Art. 6 Abs. 2 lit. d EpG besagt, dass der Bundesrat nach Anhörung der Kantone eine Impfung bei gefährdeten Bevölkerungsgruppen, bei besonders exponierten Personen und bei Personen, die bestimmte Tätigkeiten ausüben, für obligatorisch erklären kann. Der Bundesrat kann demnach auch nur für bestimmte Bevölkerungsgruppen ein Obligatorium anordnen. Ein Impfobligatorium wäre zulässig, ein Impfzwang nicht. Es besteht somit keine gesetzliche Grundlage in der Schweiz für einen Impfzwang, weshalb die Prüfung der Voraussetzungen von Art. 36 BV abgebrochen werden kann. Es müsste ein neues Gesetz erlassen werden, das den Impfzwang beinhaltet, um als gesetzliche Grundlage der Einschränkung der persönlichen Freiheit und körperlichen Unversehrtheit zu dienen.
Vorübergehender Impfzwang
Um ein neues Gesetz erlassen zu können, kann das Parlament gestützt auf Art. 165 Abs. 1 BV ein dringliches, befristetes Bundesgesetz erlassen, falls dieses keinen Aufschub duldet. Das Gesetz würde sofort in Kraft treten, ohne dass die 100-tätige Frist des Referendums abgewartet werden müsste. Das Referendum könnte nur nachträglich ergriffen werden, nachdem das Gesetz schon in Kraft ist. Dass das Parlament diesen Schritt einleitet, ist aber eher unwahrscheinlich. Dafür müsste die Pandemie weit schlimmere Ausmasse annehmen. Dies könnte der Fall sein, wenn die Spitäler gänzlich überbelastet sind und sich nicht mehr erholen oder die Anzahl der Todesopfer weit steigen würde.

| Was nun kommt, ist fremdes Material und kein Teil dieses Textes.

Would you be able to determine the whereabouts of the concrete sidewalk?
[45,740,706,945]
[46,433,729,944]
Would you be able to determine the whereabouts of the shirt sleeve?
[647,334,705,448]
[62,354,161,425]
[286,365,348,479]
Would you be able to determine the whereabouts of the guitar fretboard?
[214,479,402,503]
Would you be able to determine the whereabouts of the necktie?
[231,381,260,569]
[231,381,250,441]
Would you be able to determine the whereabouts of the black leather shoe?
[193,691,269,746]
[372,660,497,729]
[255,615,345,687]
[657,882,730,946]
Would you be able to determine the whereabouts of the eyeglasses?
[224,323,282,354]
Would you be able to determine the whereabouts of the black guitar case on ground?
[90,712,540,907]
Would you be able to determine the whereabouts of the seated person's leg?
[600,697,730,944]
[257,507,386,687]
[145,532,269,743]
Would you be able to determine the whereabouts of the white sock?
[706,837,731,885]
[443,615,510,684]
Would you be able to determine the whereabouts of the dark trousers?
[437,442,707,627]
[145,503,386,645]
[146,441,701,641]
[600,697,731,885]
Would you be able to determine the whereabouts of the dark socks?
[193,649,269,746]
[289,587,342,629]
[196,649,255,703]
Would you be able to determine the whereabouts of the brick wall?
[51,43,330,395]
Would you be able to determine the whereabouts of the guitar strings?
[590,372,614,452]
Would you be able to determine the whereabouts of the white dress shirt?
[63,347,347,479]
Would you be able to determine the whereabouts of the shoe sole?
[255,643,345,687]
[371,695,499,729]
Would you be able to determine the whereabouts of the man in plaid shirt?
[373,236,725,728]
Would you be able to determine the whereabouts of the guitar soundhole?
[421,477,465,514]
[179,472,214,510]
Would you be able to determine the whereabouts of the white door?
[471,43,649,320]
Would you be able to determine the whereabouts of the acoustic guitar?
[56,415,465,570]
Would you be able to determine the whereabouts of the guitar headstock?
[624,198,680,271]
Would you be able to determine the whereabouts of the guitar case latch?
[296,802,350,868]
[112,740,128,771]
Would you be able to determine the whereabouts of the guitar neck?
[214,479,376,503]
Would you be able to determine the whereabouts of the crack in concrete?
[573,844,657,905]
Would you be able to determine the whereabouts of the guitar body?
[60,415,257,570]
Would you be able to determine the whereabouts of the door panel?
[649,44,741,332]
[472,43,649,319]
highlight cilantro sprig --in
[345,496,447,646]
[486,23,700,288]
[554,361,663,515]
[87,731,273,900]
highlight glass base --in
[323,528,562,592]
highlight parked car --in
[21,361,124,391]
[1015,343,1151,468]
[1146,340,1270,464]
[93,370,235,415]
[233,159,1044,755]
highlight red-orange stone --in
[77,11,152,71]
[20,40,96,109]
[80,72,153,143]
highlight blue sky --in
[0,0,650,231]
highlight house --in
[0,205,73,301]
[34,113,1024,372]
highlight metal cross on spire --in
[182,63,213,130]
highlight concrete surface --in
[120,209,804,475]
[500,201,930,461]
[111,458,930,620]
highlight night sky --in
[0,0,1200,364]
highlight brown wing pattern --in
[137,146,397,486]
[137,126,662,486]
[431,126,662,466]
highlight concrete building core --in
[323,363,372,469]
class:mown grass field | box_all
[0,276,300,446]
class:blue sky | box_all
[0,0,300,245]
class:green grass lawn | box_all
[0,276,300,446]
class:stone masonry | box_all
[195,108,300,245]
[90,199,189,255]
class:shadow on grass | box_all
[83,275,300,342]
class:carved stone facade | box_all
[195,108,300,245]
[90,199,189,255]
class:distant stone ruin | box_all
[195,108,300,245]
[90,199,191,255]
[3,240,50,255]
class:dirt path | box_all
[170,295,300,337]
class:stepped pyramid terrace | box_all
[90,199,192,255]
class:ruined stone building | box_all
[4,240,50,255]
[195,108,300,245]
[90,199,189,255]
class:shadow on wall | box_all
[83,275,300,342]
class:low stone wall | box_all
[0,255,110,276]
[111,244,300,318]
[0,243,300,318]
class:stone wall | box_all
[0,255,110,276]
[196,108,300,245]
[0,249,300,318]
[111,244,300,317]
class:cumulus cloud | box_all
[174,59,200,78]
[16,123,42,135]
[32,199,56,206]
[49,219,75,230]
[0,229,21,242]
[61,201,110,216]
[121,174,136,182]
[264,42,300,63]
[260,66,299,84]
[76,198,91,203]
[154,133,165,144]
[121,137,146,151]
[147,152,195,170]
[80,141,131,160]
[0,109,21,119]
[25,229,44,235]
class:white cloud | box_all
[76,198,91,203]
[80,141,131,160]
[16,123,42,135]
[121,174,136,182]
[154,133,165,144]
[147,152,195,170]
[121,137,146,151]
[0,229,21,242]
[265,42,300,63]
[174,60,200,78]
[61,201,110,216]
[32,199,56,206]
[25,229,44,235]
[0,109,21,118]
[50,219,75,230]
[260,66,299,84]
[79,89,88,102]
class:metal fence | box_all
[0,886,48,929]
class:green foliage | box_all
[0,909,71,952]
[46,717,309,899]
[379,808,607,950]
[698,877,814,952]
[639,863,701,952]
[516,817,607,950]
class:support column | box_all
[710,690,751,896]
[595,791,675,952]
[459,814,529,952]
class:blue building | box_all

Impfzwang über den normalen Gesetzgebungsprozess
Der Bund könnte auch über den normalen Gesetzgebungsprozess ein Gesetz erlassen, das einen Impfzwang beinhaltet. Die Dauer eines Gesetzgebungsprozesses kann davor kaum abgeschätzt werden. Ziemlich sicher ist jedoch, dass, falls der Gesetzgeber solch ein Gesetz erlassen will, ein Referendum ergriffen wird, da bereits gegen das Covid-19-Gesetz zwei Mal ein Referendum ergriffen wurde. Es kann hingegen von einer Dauer von ein bis zwei Jahren gerechnet werden, bis das Gesetz in Kraft tritt. Bis dahin könnte ein Impfzwang gar nicht mehr nötig sein, weshalb dieser Weg nicht sinnvoll erscheint. Daraus lässt sich schliessen, dass ein Impfzwang in der Schweiz mit grosser Wahrscheinlichkeit nicht umgesetzt werden kann.